La soddisfazione del cliente

Mentre l’atteggiamento di acquisto di una persona che esce di casa e decide di andare ad acquistare un bene nei negozi è almeno in parte focalizzato da subito al raggiungimento di quell’obiettivo, nel caso degli acquisti online il comportamento dell’utente medio è più “umorale” e a tratti istintivo, ma soprattutto più guidato dalla reale esperienza che viene vissuta nei diversi passaggi, con il rischio di aver faticato a portare l’acquirente sul sito e poi averlo perso anche per piccole inefficienze o, ancora peggio, aver generato un sentimento di frustrazione per l’esperienza negativa vissuta.

Su questo punto Akamai vanta l’esperienza di chi, ancora prima dell’e-commerce come ora è conosciuto, serviva già per esempio quelle aziende che utilizzavano il sito Web come vetrina per i prodotti ma limitavano l’esperienza all’ordine online, con la possibilità di pagare successivamente presso il negozio fisico, per esempio.
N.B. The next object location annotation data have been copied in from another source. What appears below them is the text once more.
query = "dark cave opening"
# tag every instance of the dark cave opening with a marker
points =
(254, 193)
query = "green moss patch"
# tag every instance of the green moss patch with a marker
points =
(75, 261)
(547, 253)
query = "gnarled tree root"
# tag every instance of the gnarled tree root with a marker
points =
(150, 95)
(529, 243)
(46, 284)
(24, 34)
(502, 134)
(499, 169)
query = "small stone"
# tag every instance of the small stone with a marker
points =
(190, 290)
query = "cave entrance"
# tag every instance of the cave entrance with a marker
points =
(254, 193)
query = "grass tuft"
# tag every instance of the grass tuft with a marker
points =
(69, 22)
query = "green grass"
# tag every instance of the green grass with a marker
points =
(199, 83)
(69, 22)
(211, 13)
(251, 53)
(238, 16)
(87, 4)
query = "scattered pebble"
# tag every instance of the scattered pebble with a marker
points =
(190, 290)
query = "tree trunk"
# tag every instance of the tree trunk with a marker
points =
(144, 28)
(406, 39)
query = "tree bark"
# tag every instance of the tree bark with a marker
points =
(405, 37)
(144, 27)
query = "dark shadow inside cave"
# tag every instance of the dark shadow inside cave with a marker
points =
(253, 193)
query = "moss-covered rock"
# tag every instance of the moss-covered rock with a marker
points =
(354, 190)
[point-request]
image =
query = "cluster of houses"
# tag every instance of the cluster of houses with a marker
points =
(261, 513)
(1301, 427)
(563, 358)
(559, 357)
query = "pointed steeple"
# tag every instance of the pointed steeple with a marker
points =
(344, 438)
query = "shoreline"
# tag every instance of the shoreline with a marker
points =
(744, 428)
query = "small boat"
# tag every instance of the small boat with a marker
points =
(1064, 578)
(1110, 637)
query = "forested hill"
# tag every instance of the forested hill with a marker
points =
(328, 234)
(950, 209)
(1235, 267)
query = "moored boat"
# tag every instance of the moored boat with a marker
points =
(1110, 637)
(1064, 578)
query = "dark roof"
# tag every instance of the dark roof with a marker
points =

Tante di queste oggi si sono evolute offrendo per esempio la possibilità di seguire entrambi i percorsi (del ritiro on-site, come della consegna a domicilio)  anche Akamai ha deciso di accompagnarle fornendo un supporto ai brand più avanzato che comprende la visualizzazione di prodotti e del catalogo online, fino al pagamento, ai processi di logistica e di reso.

Il consiglio specifico riguarda l’attenzione da rivolgere rispetto alla provenienza della visita, in modo da adattare la risposta rispetto al tipo di device utilizzato, allo schermo, alla connettività, per restituire il contenuto più adatto per quel set di informazioni specifico e così offrire all’utente la miglior esperienza, per trattenerlo durante le diverse fasi e procedure. 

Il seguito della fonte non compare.